Il grande grido



A don Primo Mazzolari

che la morte ha liberato

dai piccoli burocrati di Dio

 

 

Cosi finalmente ti hanno portato via,
tra selve di bandiere e una muta pietà,
come gli argini lunghi portano a sepoltura
l'acqua gonfia del fiume,
le rade nebbie mattutine, il verde.
Cosi finalmente ti hanno portato via,
un ingombro di meno, un testimone
messo a tacere con la terra in bocca.
Ma nei tuoi occhi chiusi,
sul grano della tua bara,
sulla tua bocca umiliata dal silenzio,
festoso ardeva, solitario e mite,
un mazzo di papaveri scarlatti.

La macina del grano dava sangue
sulle spalle dei muti portatori,
ma nell'aria d'aprile dove fa nido la Pasqua,
nell'aria ove solitamente inquieta stride
messaggera la rondine furtiva,
ardevano festive lingue di fuoco,
davano un'altra voce, un altro accento
anche ai cupi rintocchi delle tue sacre campane.
E dai balconi gremiti,
dal brulicante fermento del cielo
piovevano sulla tua bara
i miti, rosei fuochi dei gerani.
Nel brusio della folla come un fiume
non un dio transitava con rossi baldacchini
un dio dell'acqua o, dell'aria
ma le tue vecchie scarpe immobili nella morte,:
le tue scarpe col fango delle prode
i fili d'erba, tutta la polvere muta
degli anni clandestini. Le tue e scarpe
di vecchio prete, contadino e testardo,
con la polvere di tutte le nostre illusioni,
dei sentieri più veri e minacciati
dove fiorisce il bosco sacro dell'uomo.

Chi bussa ancora alla tua porta? Chi ama?
Chi inseguito nella notte dalla muta
dei cani trova ancora rifugio nell'ombra della tua chiesa,
nelle nicchie dei santi, sotto le vecchie travi
del campanile? Chi bussa ancora
alla tua porta? Chi ama?
Il dialogo è finito, la morte, la paura
la cupidigia il tedio l'impostura
protendono i fiori neri,
i grassi fiori con fibbie d'argento
sui sepolcri imbiancati tra muschi di velluto.

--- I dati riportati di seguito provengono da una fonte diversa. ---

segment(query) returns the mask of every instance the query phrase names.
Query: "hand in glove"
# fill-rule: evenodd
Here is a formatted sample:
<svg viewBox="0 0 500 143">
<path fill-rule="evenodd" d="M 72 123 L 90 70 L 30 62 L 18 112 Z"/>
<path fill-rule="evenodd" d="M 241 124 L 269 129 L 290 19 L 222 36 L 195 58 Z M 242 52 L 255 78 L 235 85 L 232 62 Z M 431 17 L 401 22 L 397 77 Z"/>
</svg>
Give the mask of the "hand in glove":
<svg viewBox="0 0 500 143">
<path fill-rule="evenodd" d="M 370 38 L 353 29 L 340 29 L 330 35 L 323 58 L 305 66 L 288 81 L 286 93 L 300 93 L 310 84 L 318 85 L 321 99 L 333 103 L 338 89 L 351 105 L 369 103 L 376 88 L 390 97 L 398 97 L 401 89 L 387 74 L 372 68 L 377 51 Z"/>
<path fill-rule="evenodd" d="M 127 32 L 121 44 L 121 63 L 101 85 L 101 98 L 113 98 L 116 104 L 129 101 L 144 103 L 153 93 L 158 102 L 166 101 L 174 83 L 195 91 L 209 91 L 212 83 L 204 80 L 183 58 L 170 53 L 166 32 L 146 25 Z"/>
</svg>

E così finalmente ti hanno portato via.
Tu te ne vai in silenzio,
il grido fermo nella gola, il grande
grido che non sfuggì, trattenuto nel cuore
da uno strazio improvviso, da un orgoglio
sempre più fioco e inerte, dalla morte.
Ora è passato negli alberi che stormiscono in silenzio
nelle acque del fiume che scorrono sotto la luna
nei germogli segreti della terra
che rompono ovunque la dura corteccia
e fanno primavera dentro gli umili cuori.
Perché la morte, l'angelo nero
dalle ali di fuoco, l'angelo misterioso,
astuto e paziente, è giunta prima, prima
dei piccoli burocrati di Dio
e ha sigillato con mani ferme e pietose
la tua sacra, ostinata fedeltà.
E ha raccolto quel grido,
l'ha liberato come uno sparviero
a cui da questi squallidi sobborghi
leviamo gli occhi offesi dalla luce.